Here after cluster 7 the incremental decrease in error is almost constant

# Qualitative Analysis(Profiling)

In [None]:
data_final.head()

In [None]:
size = pd.concat([pd.Series(data_final.cluster_3.size), pd.Series(data_final.cluster_3.value_counts()).sort_index(), pd.Series(data_final.cluster_4.value_counts()).sort_index(),
          pd.Series(data_final.cluster_5.value_counts()).sort_index(), pd.Series(data_final.cluster_6.value_counts()).sort_index(), pd.Series(data_final.cluster_7.value_counts()).sort_index(),
          pd.Series(data_final.cluster_8.value_counts()).sort_index(), pd.Series(data_final.cluster_9.value_counts()).sort_index()])
size

In [None]:
Seg_size = pd.DataFrame(size, columns=['seg_size'])
Seg_pct = pd.DataFrame(size/data_final.cluster_3.size, columns= ['Seg_pct'])

In [None]:
pd.concat([Seg_size.T, Seg_pct.T], axis = 0)

In [None]:
# Mean value gives a good indication of the distribution of data. So we are finding mean value for each variable for each cluster
Profiling_output = pd.concat([data_final.apply(lambda x: x.mean()).T, data_final.groupby('cluster_3').apply(lambda x : x.mean()).T,
                             data_final.groupby('cluster_4').apply(lambda x : x.mean()).T, data_final.groupby('cluster_5').apply(lambda x : x.mean()).T, 
                             data_final.groupby('cluster_6').apply(lambda x : x.mean()).T, data_final.groupby('cluster_7').apply(lambda x : x.mean()).T,
                             data_final.groupby('cluster_8').apply(lambda x : x.mean()).T, data_final.groupby('cluster_9').apply(lambda x : x.mean()).T], axis =1)

In [None]:
Profiling_output

In [None]:
Profiling_output_final=pd.concat([Seg_size.T, Seg_pct.T, Profiling_output], axis=0)
Profiling_output_final.columns = ['Overall', 'KM3_1', 'KM3_2', 'KM3_3',
                                'KM4_1', 'KM4_2', 'KM4_3', 'KM4_4',
                                'KM5_1', 'KM5_2', 'KM5_3', 'KM5_4', 'KM5_5',
                                'KM6_1', 'KM6_2', 'KM6_3', 'KM6_4', 'KM6_5','KM6_6',
                                'KM7_1', 'KM7_2', 'KM7_3', 'KM7_4', 'KM7_5','KM7_6','KM7_7',
                                'KM8_1', 'KM8_2', 'KM8_3', 'KM8_4', 'KM8_5','KM8_6','KM8_7','KM8_8',
                                'KM9_1', 'KM9_2', 'KM9_3', 'KM9_4', 'KM9_5','KM9_6','KM9_7','KM9_8', 'KM9_9']

In [None]:
Profiling_output_final

In [None]:
Profiling_output_final.to_csv('Profiling_output1.csv')

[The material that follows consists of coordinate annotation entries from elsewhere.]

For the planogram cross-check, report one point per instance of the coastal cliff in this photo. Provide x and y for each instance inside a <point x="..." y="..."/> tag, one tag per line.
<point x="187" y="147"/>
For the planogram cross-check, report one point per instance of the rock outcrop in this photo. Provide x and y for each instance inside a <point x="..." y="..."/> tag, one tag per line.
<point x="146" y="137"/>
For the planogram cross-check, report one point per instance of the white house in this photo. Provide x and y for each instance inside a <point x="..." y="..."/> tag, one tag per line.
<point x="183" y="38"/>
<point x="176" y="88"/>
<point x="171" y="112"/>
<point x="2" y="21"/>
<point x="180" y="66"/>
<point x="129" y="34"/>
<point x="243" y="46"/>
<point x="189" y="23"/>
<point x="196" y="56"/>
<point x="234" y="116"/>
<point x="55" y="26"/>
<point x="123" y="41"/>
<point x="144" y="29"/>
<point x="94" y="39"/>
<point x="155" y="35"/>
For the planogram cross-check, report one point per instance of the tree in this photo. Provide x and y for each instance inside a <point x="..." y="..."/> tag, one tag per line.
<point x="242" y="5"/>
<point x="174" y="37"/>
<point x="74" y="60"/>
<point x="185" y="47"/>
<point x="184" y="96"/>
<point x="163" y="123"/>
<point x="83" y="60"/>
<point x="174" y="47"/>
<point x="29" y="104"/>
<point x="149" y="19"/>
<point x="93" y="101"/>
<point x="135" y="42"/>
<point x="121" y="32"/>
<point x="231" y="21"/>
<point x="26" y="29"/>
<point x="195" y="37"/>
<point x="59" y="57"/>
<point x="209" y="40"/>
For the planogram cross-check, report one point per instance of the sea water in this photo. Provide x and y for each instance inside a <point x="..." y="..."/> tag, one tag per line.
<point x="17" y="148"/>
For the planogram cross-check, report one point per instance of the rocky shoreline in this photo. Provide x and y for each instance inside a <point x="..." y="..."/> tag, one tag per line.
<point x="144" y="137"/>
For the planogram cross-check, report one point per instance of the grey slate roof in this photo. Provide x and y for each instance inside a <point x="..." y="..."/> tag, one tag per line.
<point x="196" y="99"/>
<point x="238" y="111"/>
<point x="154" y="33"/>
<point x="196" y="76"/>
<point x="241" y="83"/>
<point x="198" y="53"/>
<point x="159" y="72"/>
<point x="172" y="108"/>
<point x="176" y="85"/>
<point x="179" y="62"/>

From profiling we conclude that *__8 cluster solution__* seems the best one. Below is the detailed characteristic description of each cluster for future marketing strategy-

**Cluster 0** - These include customers with average credit limit who are mostly involved in one off type of purchases with their credit cards. They dont prefer cash transactions on their cards. They maybe targeted for offers on different partner outlets.

**Cluster 1** - These are the customers with high credit limit who spend alot on purchases of both installment and one-off type. Amount and number of transactions are quite high for these card holders. As a result the balance is quite low for them.

**Cluster 2** -  This cluster targets a group of customers who have a high balance and cash advances with low purchase frequency. We can assume that this customer segment uses their credit cards as a loan facility.

**Cluster 3** - This cluster includes uninvolved customers which rarely use their cards and that also on small amount of purchases. Hence they have low minimun payments inspite of decent credit limit. We may target them to diffrenet market strategies like emi/installments purchases.

**Cluster 4** - These customers are similar to cluster no. 2 but with lower balance and lower credit limit.

**Cluster 5** - These customers purchase frequently with highest amount of installment purchases contrast of a lower cash advance percentage. They have lower credit limit maybe that is the reason for not spending on other type of services. Also they pay their bill on time compared to other customers.

**Cluster 6** - These are the customers who frequently use all the services with high amount whether it be any kind of purchase or cash transactions. They have the highest credit limit and minimun payment. In short these are the involved customers.

**Cluster 7** -  These customers are almost similar to cluster no. 5 but with higher minimum payment and they don't pay their bill on time.